The answer gap analysis approach that works in English markets applies equally here: find the prompts your target customers are asking in their language, identify which ones your competitors are visible for and you're not, and create content that fills those gaps. The mechanics are the same; the execution requires local language expertise and regional market knowledge.
What to watch in the second half of 2026
A few developments worth tracking:
- Google's AI Overviews expansion into more languages and regions is accelerating. Markets that currently see low AI Overview rates will see them jump as Google rolls out language support.

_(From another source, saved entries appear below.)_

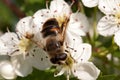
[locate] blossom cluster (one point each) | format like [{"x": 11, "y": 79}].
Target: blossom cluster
[
  {"x": 22, "y": 50},
  {"x": 109, "y": 24}
]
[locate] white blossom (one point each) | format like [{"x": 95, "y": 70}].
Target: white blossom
[
  {"x": 59, "y": 9},
  {"x": 110, "y": 23},
  {"x": 117, "y": 38},
  {"x": 78, "y": 64},
  {"x": 23, "y": 54},
  {"x": 6, "y": 68}
]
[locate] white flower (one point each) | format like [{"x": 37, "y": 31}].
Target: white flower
[
  {"x": 117, "y": 38},
  {"x": 24, "y": 54},
  {"x": 90, "y": 3},
  {"x": 106, "y": 6},
  {"x": 110, "y": 23},
  {"x": 77, "y": 62},
  {"x": 6, "y": 68},
  {"x": 76, "y": 23}
]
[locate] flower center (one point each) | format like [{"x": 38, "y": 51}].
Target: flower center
[{"x": 25, "y": 45}]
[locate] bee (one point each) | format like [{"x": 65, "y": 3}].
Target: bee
[{"x": 52, "y": 34}]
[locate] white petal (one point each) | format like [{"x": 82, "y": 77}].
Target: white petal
[
  {"x": 41, "y": 16},
  {"x": 78, "y": 24},
  {"x": 21, "y": 65},
  {"x": 109, "y": 6},
  {"x": 8, "y": 43},
  {"x": 117, "y": 38},
  {"x": 90, "y": 3},
  {"x": 60, "y": 7},
  {"x": 107, "y": 26},
  {"x": 83, "y": 53},
  {"x": 25, "y": 27},
  {"x": 6, "y": 69},
  {"x": 39, "y": 59},
  {"x": 85, "y": 71},
  {"x": 72, "y": 40}
]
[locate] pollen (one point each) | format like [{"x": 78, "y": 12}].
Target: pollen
[{"x": 25, "y": 45}]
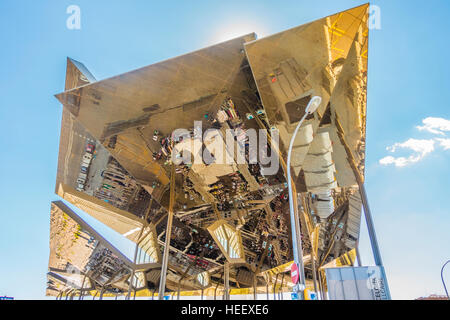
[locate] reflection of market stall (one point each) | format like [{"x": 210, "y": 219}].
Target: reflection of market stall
[{"x": 227, "y": 222}]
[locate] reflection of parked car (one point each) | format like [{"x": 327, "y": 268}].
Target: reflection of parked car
[{"x": 90, "y": 148}]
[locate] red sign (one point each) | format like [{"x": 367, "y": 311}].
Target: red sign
[{"x": 294, "y": 273}]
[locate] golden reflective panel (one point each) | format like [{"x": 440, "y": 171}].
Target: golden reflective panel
[{"x": 116, "y": 143}]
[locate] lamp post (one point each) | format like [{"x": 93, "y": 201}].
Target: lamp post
[
  {"x": 442, "y": 278},
  {"x": 295, "y": 226}
]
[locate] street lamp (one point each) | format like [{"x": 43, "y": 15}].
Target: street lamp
[
  {"x": 295, "y": 226},
  {"x": 442, "y": 278}
]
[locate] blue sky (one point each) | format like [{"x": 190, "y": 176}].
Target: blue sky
[{"x": 408, "y": 77}]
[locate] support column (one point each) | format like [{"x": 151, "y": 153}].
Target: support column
[
  {"x": 162, "y": 282},
  {"x": 227, "y": 280}
]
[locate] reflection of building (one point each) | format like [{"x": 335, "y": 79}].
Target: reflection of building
[{"x": 242, "y": 85}]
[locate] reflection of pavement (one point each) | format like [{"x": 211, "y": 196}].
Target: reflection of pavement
[{"x": 98, "y": 164}]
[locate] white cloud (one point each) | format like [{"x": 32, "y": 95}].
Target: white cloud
[
  {"x": 421, "y": 148},
  {"x": 435, "y": 125},
  {"x": 444, "y": 143}
]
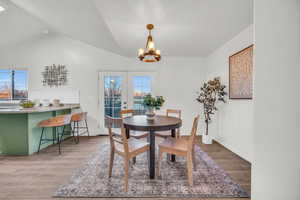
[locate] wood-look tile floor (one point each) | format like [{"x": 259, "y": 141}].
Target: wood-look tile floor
[{"x": 39, "y": 175}]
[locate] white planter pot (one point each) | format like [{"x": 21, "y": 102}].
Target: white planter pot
[
  {"x": 150, "y": 114},
  {"x": 206, "y": 139}
]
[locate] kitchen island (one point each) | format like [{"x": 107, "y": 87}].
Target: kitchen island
[{"x": 19, "y": 133}]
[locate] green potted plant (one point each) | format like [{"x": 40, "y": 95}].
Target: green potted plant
[
  {"x": 210, "y": 93},
  {"x": 152, "y": 103}
]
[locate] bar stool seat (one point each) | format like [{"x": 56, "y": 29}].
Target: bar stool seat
[
  {"x": 75, "y": 120},
  {"x": 54, "y": 122}
]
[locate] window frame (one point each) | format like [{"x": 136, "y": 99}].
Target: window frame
[{"x": 12, "y": 86}]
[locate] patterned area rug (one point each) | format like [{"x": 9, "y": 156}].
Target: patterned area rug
[{"x": 92, "y": 180}]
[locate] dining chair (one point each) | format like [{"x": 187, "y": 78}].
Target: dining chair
[
  {"x": 56, "y": 123},
  {"x": 170, "y": 113},
  {"x": 134, "y": 134},
  {"x": 76, "y": 119},
  {"x": 127, "y": 148},
  {"x": 181, "y": 147}
]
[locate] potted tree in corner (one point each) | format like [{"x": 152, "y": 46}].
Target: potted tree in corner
[
  {"x": 152, "y": 103},
  {"x": 210, "y": 93}
]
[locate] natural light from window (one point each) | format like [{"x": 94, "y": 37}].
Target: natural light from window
[{"x": 13, "y": 84}]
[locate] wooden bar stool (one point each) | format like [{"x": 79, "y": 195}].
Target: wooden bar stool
[
  {"x": 76, "y": 119},
  {"x": 54, "y": 122}
]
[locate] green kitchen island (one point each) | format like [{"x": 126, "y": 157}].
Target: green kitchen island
[{"x": 19, "y": 133}]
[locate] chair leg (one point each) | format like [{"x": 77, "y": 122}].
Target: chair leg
[
  {"x": 41, "y": 140},
  {"x": 73, "y": 132},
  {"x": 190, "y": 169},
  {"x": 111, "y": 161},
  {"x": 60, "y": 140},
  {"x": 77, "y": 132},
  {"x": 194, "y": 159},
  {"x": 87, "y": 128},
  {"x": 160, "y": 154},
  {"x": 126, "y": 168}
]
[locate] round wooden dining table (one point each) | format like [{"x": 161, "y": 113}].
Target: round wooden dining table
[{"x": 160, "y": 123}]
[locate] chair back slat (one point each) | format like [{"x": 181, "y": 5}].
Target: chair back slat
[
  {"x": 193, "y": 132},
  {"x": 77, "y": 117},
  {"x": 57, "y": 121},
  {"x": 121, "y": 139},
  {"x": 126, "y": 113}
]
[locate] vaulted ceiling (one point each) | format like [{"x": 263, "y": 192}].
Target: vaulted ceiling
[{"x": 182, "y": 28}]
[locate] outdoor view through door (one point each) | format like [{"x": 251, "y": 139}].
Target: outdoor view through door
[{"x": 124, "y": 90}]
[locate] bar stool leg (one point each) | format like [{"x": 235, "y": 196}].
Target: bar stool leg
[
  {"x": 77, "y": 123},
  {"x": 87, "y": 128},
  {"x": 53, "y": 136},
  {"x": 61, "y": 138},
  {"x": 41, "y": 140},
  {"x": 73, "y": 132}
]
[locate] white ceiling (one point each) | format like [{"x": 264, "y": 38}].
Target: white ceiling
[
  {"x": 182, "y": 27},
  {"x": 16, "y": 25}
]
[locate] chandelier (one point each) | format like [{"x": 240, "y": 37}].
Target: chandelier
[{"x": 150, "y": 54}]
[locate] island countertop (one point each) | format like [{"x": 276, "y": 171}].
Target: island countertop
[{"x": 38, "y": 109}]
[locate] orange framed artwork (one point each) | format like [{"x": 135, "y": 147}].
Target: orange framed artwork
[{"x": 241, "y": 74}]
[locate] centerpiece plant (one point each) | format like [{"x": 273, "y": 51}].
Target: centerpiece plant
[
  {"x": 210, "y": 93},
  {"x": 152, "y": 103}
]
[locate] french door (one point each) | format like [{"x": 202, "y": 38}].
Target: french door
[{"x": 123, "y": 90}]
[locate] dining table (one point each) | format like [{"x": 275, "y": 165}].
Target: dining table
[{"x": 160, "y": 123}]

- Meta AI's WhatsApp integration is the most underrated distribution story in AI search. If it improves its citation behavior (currently it cites sources less consistently than ChatGPT or Perplexity), it could become a major AI search player in Africa, Latin America, and South Asia.
- Local LLM development in Southeast Asia and the Middle East is picking up investment. Regional models with stronger dialect support could disrupt the current ChatGPT/Gemini duopoly in specific markets within 12-18 months.

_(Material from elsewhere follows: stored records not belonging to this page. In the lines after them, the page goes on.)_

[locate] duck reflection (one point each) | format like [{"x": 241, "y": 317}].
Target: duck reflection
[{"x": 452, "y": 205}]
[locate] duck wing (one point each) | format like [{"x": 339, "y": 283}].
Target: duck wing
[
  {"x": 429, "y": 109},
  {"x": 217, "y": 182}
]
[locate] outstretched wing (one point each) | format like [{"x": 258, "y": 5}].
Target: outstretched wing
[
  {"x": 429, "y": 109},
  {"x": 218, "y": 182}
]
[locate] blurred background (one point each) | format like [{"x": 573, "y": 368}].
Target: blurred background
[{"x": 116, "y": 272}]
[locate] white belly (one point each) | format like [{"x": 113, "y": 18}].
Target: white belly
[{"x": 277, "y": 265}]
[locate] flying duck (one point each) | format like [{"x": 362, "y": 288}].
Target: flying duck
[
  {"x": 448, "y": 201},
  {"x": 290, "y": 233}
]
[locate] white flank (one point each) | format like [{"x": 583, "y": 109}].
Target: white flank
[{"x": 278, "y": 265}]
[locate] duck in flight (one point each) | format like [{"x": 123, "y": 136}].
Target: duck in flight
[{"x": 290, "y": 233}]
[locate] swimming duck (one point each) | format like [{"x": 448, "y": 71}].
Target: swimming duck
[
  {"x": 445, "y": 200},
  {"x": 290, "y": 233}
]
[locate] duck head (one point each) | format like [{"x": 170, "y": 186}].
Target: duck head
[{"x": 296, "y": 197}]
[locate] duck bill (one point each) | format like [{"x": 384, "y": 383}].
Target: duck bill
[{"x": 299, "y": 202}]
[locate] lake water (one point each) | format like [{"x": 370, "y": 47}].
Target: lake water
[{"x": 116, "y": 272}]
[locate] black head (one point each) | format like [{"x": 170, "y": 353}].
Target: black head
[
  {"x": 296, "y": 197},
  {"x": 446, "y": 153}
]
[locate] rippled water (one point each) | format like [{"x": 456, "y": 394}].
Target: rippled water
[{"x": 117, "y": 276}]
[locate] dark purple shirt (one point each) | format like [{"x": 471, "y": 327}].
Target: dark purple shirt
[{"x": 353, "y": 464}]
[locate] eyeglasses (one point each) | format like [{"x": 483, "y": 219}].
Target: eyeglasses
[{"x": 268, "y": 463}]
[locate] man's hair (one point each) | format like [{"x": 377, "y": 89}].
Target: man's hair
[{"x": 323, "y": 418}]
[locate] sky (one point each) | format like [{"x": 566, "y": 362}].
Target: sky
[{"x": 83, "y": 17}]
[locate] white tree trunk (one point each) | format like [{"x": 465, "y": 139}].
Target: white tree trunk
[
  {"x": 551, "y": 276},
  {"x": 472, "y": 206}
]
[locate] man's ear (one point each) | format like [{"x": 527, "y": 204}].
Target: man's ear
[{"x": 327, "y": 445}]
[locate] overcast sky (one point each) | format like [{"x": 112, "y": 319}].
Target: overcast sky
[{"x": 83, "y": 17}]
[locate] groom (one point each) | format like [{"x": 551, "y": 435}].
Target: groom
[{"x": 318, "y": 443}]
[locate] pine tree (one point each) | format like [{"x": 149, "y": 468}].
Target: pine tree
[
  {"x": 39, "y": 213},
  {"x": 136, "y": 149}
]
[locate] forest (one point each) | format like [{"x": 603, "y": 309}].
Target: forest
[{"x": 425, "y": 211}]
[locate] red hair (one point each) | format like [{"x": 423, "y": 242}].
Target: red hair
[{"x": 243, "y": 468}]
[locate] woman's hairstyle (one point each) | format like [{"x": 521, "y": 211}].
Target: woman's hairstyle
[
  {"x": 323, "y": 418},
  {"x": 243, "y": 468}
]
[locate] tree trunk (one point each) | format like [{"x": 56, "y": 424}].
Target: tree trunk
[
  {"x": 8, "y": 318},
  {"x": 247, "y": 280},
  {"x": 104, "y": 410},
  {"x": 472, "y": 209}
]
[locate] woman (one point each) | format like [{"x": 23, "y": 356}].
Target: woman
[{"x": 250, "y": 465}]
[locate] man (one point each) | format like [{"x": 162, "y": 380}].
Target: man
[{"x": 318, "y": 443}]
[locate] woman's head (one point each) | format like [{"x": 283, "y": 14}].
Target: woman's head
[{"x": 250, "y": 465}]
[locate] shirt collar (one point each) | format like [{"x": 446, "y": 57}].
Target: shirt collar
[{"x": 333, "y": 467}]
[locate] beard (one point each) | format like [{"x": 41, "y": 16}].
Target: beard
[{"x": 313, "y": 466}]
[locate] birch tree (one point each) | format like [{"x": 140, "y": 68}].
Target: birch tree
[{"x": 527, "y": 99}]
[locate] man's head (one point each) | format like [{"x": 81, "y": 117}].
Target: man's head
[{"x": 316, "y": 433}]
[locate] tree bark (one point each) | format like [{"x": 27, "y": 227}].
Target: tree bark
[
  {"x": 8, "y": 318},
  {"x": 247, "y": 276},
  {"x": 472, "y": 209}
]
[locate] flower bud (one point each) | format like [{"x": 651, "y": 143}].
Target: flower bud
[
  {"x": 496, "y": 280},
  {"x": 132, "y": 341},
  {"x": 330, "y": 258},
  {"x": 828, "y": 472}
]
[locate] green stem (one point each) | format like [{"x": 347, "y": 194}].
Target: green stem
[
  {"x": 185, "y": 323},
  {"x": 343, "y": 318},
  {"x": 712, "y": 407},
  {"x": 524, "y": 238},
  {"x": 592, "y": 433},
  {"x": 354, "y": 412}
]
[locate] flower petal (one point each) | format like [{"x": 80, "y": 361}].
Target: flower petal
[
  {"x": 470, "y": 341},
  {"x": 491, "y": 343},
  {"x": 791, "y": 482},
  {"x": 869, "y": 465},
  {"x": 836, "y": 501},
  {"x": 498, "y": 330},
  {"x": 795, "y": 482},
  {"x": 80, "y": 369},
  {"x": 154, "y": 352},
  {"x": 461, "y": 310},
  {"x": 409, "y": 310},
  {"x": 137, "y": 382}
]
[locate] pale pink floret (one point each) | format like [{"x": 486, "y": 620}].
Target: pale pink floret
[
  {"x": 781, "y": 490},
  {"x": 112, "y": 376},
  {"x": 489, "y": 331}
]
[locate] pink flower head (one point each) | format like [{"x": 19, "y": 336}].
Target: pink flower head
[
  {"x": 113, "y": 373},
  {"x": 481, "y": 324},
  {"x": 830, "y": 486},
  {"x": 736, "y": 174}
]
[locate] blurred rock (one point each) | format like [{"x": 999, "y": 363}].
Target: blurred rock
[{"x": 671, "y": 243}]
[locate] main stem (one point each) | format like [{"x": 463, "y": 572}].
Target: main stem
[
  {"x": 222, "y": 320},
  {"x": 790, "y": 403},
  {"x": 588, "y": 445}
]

- DeepSeek's multilingual capabilities continue to improve. Its performance in Southeast Asian and Central Asian languages is already better than most Western observers realize.
The brands that will win AI search in non-English markets aren't the ones that translate their English strategy. They're the ones that treat each region as a distinct market with its own LLM landscape, citation patterns, and content requirements -- and build their visibility strategy accordingly.